Nommé Premier ministre le 5 septembre dernier, Michel Barnier n’a pas encore réussi à former son gouvernement. Pourtant, déjà, il adresse un message clair et sans équivoque aux Français : la situation économique est grave, et il faudra s’attendre à des sacrifices.
Le ton est alarmiste. Et il n’est pas sans rappeler celui de François Fillon en 2007, lorsque celui-ci avait lâché son célèbre « La France est en faillite ». Mais derrière cette déclaration choc se cache une réalité politique bien plus complexe : Michel Barnier n’est pas en train de se battre uniquement contre une situation budgétaire tendue, il se bat aussi, et peut-être surtout, pour trouver un consensus politique qui semble lui échapper.

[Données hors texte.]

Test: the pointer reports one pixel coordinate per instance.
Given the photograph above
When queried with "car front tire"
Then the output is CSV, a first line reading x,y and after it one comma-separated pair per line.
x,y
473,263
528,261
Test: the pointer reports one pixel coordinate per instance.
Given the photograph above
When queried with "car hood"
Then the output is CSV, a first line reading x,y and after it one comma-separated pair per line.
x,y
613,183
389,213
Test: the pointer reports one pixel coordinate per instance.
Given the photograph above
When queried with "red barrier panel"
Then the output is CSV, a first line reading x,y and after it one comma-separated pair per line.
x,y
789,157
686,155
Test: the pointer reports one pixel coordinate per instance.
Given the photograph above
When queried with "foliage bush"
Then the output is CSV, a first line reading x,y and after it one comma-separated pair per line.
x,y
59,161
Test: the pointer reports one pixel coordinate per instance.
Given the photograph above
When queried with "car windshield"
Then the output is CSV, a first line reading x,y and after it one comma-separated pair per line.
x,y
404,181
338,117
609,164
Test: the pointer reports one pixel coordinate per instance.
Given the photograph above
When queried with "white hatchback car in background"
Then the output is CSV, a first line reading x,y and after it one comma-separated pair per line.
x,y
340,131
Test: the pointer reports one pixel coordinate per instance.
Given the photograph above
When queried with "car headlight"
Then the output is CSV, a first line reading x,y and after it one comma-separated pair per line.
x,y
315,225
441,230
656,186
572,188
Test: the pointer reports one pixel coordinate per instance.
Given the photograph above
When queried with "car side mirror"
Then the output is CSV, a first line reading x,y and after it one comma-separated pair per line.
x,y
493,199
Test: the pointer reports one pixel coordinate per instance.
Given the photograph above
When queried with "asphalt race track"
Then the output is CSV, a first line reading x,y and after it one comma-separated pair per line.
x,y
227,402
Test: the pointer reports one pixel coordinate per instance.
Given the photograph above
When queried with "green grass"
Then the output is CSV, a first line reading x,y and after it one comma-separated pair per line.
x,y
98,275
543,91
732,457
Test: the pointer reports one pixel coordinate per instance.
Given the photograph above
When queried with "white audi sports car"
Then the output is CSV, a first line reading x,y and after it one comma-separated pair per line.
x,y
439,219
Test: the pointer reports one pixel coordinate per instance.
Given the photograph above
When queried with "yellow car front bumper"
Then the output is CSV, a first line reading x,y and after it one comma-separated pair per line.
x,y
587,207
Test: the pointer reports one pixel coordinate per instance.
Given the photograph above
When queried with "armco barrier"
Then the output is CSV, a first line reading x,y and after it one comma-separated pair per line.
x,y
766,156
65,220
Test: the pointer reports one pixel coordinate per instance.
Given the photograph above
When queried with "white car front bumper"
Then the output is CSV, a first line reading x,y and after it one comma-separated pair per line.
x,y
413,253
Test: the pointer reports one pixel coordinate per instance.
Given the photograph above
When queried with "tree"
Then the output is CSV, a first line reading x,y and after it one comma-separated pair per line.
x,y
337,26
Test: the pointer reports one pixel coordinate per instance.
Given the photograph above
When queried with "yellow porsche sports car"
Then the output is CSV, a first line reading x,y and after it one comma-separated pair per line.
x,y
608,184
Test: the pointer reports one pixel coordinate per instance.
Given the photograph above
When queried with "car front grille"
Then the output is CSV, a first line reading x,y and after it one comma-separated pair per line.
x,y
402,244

La formation du gouvernement Barnier est une entreprise quasi-impossible. L’ancien négociateur du Brexit doit composer avec une majorité fragmentée, où les ambitions personnelles et partisanes font obstacle à l’intérêt général. D’un côté, les Républicains (LR), qu’il doit amadouer en leur offrant des postes-clés ; de l’autre, les macronistes, qui refusent de se voir relégués au second plan après avoir tenu les rênes pendant sept ans. Et entre les deux, un Premier ministre qui n’a pas été élu sur un programme, qui n’a pas fait campagne pour ces législatives, et qui doit pourtant en assurer l’issue.
La tâche est d’autant plus ardue que les personnalités en jeu sont parmi les plus clivantes du paysage politique français. Gabriel Attal et François Bayrou, représentants de la jeune garde macroniste, peuvent-ils vraiment se retrouver aux côtés de Laurent Wauquiez à l’Intérieur ou de Bruno Retailleau à Bercy ? Ces deux figures de la droite dure ont passé les dernières années à démolir les réformes du gouvernement, et maintenant, on attendrait des macronistes qu’ils les rejoignent sans broncher ? L’idée même semble surréaliste.
Michel Barnier envisage d’augmenter les impôts : « Si c’est confirmé et si ça se traduit dans le projet de loi de finances, je m’y opposerai de toutes mes forces et par tous les moyens », affirme @eciotti, dans #OMSLT avec @Cyrilhanouna sur #Europe1. pic.twitter.com/uLTp9qUHzK
— Europe 1 (@Europe1) September 17, 2024
Le nœud du problème est là : ce n’est pas seulement une affaire de postes ou de personnalités, c’est avant tout un flou complet sur la direction politique que ce gouvernement devrait prendre. Michel Barnier, figure consensuelle mais déconnectée de la dernière campagne électorale, n’incarne aucune vision claire. En le nommant à Matignon, Emmanuel Macron a placé tous les partis dans une situation inédite. Ils sont appelés à travailler ensemble sous la houlette d’un homme qui ne représente aucun projet politique précis. La question que tout le monde se pose est donc simple : sur quelle base Michel Barnier va-t-il gouverner ?
Les macronistes ne veulent pas d’un retour en arrière vers une droite traditionnelle qui renoncerait aux acquis de leurs réformes. Les LR, eux, espèrent précisément une rupture avec le « macronisme » qu’ils dénoncent depuis des années. Michel Barnier, lui, semble piégé entre ces deux forces contraires, cherchant un chemin médian qui, pour l’instant, reste invisible.
Un coup de semonce pour faire plier les partenaires ?
Face à ces blocages, la déclaration de ce 18 septembre prend tout son sens. En évoquant la gravité de la situation budgétaire, Michel Barnier envoie un message clair à tous ceux qui espèrent encore faire pression sur lui pour obtenir plus de pouvoir ou d’influence. Il leur dit en substance : il n’y a plus de temps pour les querelles partisanes, le pays est au bord du gouffre, et il faudra accepter des mesures impopulaires, y compris des hausses d’impôts ou des coupes budgétaires.
Cette stratégie du « coup de semonce » vise à ramener les partenaires à la raison, et à faire comprendre que si chacun campe sur ses positions, il n’y aura ni gouvernement, ni solution à la crise économique qui se profile. En d’autres termes, Michel Barnier demande à ses partenaires politiques de choisir l’intérêt général, ou leurs ambitions personnelles.
Une coalition est-elle possible ?
Pour l’instant, rien n’est moins sûr. Les négociations semblent au point mort, et les ultimatums fusent de toutes parts. En jouant la carte de la gravité budgétaire, Michel Barnier espère certainement faire taire les querelles internes. Mais s’il n’y parvient pas rapidement, c’est la formation même de son gouvernement qui pourrait être remise en cause. Le Premier ministre a beau prôner la responsabilité, il n’est pas certain que les partis soient prêts à l’entendre.